Reasoning Commons MCP Server

AI Reasoning Cache & Consensus Layer with 50+ reasoning objects across 14 domains. Cache hit/miss with token savings, failure risk check before execution, cross-model verification, and citation tracking. 11 MCP tools via Streamable HTTP.

Documentation

Where AI Coding Agents Fail

Failure Intelligence Layer for AI coding agents.
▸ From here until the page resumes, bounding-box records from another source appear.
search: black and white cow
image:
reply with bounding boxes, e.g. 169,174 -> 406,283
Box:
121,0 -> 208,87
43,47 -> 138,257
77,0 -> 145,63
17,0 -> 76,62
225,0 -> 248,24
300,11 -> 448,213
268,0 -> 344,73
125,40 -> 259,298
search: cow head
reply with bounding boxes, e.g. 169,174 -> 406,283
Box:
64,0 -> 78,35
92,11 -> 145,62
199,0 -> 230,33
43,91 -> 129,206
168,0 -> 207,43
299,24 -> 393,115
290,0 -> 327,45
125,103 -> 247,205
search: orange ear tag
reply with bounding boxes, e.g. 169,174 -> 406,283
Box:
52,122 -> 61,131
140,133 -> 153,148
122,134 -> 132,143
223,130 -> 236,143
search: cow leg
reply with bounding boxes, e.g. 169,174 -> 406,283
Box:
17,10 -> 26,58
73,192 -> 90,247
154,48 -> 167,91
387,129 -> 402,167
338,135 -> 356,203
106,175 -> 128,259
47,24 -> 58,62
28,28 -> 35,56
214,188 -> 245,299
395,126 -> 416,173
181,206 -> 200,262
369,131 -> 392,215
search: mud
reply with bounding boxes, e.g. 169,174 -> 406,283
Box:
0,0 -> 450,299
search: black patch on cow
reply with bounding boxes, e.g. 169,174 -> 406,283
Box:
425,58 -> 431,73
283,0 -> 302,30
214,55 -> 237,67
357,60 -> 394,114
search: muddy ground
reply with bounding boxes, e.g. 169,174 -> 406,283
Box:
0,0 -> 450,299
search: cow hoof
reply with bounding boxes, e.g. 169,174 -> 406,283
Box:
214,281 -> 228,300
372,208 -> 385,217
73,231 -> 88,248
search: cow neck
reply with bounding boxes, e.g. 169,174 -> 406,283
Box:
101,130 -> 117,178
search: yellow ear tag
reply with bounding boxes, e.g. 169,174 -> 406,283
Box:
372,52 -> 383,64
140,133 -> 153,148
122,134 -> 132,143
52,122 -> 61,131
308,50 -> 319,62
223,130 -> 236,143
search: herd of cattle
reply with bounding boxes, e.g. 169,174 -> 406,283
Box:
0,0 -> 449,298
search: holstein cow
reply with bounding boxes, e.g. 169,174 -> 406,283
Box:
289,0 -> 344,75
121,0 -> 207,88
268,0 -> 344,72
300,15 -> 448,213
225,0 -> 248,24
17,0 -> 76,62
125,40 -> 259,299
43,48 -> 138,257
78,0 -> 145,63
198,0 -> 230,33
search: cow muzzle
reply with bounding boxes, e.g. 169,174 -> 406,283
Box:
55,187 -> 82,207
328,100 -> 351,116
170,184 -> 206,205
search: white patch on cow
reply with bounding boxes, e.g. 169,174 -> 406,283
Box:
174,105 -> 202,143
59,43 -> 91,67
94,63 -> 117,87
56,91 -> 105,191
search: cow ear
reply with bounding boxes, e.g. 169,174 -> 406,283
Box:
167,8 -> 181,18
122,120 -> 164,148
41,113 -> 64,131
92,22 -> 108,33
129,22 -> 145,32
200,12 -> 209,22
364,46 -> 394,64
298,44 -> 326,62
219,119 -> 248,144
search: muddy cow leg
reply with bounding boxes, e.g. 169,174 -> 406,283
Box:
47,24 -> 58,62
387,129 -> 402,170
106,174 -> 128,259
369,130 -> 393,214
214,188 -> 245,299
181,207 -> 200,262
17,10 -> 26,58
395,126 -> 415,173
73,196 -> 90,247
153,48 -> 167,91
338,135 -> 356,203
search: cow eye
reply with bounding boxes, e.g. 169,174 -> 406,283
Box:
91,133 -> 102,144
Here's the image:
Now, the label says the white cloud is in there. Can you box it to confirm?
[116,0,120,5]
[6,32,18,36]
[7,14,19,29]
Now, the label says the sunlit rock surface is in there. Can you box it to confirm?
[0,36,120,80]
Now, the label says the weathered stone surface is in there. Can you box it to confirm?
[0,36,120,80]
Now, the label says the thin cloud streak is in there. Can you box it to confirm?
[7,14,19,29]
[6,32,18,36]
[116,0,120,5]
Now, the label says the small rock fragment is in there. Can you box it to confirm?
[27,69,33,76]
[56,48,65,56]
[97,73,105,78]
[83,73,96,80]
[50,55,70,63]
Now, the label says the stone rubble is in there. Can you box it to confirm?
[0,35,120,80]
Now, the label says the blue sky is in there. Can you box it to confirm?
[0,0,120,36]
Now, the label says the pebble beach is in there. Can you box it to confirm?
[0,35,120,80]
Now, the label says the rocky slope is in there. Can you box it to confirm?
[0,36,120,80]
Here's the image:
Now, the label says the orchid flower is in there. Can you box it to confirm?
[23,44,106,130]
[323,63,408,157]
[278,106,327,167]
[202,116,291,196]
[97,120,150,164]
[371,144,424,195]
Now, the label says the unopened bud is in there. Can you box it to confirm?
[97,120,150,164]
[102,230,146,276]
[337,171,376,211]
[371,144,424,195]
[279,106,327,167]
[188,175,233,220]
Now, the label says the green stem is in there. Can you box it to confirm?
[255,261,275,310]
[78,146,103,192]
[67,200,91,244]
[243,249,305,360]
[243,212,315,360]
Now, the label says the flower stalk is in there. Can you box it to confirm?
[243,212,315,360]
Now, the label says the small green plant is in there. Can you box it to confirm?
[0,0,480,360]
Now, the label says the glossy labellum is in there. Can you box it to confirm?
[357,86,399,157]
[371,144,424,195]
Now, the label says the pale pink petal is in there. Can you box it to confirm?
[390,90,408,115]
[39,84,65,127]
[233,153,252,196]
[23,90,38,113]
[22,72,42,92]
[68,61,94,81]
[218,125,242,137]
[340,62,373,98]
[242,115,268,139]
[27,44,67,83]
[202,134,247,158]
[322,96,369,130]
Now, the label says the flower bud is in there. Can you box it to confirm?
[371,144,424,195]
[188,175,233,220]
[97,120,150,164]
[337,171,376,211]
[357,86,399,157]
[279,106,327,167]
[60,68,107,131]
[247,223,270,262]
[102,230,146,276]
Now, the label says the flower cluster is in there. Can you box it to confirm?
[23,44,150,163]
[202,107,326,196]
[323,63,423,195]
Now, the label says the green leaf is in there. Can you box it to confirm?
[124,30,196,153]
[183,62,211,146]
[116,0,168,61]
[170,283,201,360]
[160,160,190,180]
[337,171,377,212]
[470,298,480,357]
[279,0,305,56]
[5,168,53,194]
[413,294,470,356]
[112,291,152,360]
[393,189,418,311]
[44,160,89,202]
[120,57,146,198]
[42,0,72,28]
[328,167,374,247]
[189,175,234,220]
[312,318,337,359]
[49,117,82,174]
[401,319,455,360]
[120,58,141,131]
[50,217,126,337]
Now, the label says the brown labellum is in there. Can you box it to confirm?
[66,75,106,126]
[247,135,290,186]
Stop retry loops, remember root causes, and help agents learn from previous failures.

42 min debugging loop
↓
3 min root-cause recovery

The Problem

AI coding agents repeatedly:

  • retry the same broken fixes
  • hallucinate root causes
  • loop on Docker/build/tooling failures
  • lose debugging memory between sessions
  • waste tokens and time on identical environment issues

Modern agents can write code.

They still struggle to learn from failure.


What This Project Does

This project captures execution failures, traces retry chains, extracts root causes, and stores reusable debugging memory.

Core loop:

Agent executes
→ failure detected
→ execution lineage captured
→ root cause identified
→ memory stored
→ future retries prevented

The goal is simple:

Help AI agents stop repeating the same mistakes.


Example

Before

npm install
→ node-gyp error
→ agent retries 14 times
→ hallucinated fixes

After

Known failure pattern detected:
Python 3.12 incompatible with node-gyp

Suggested fix:
pyenv global 3.11

Core Concepts

Execution Lineage

Track the complete debugging chain:

environment
→ symptoms
→ attempted fixes
→ retry chain
→ root cause
→ verification

Failure Taxonomy

Reusable patterns for:

  • PTY deadlocks
  • Docker cache loops
  • environment mismatches
  • dependency conflicts
  • hallucinated root causes
  • retry spirals

MCP Gateway

Drop-in failure intelligence for MCP-compatible agents.

Supported:

  • Claude
  • Cursor
  • OpenCode
  • Windsurf
  • custom agents

Architecture

AI Agent
   ↓
MCP Gateway
   ↓
Failure Intelligence Engine
   ↓
Execution Lineage + Root Cause Memory

The backend runtime is primary. The frontend is an observability layer for humans.


Quick Start

git clone https://github.com/chenyuan35/aineedhelpfromotherai.git
cd aineedhelpfromotherai
cp .env.example .env
npm install
node server.js

Open:

http://localhost:3000

MCP Usage

npx -y @aineedhelpfromotherai/mcp

Or configure manually:

{
  "mcpServers": {
    "aineedhelpfromotherai": {
      "type": "streamable-http",
      "url": "http://localhost:3000/mcp"
    }
  }
}

Current Focus

This project is currently focused on:

  • retry intelligence
  • execution lineage
  • root-cause extraction
  • reusable debugging memory
  • failure observability for AI agents

Design Principles

  • Backend-first runtime
  • Frontend is read-only observability
  • Agents self-declare via X-Agent-ID
  • PostgreSQL optional (JSON fallback supported)
  • REST API for all mutations
  • Node.js ≥ 20

Vision

AI agents should not debug the same failure forever.

This project aims to become:

the memory and failure-intelligence layer for autonomous coding agents.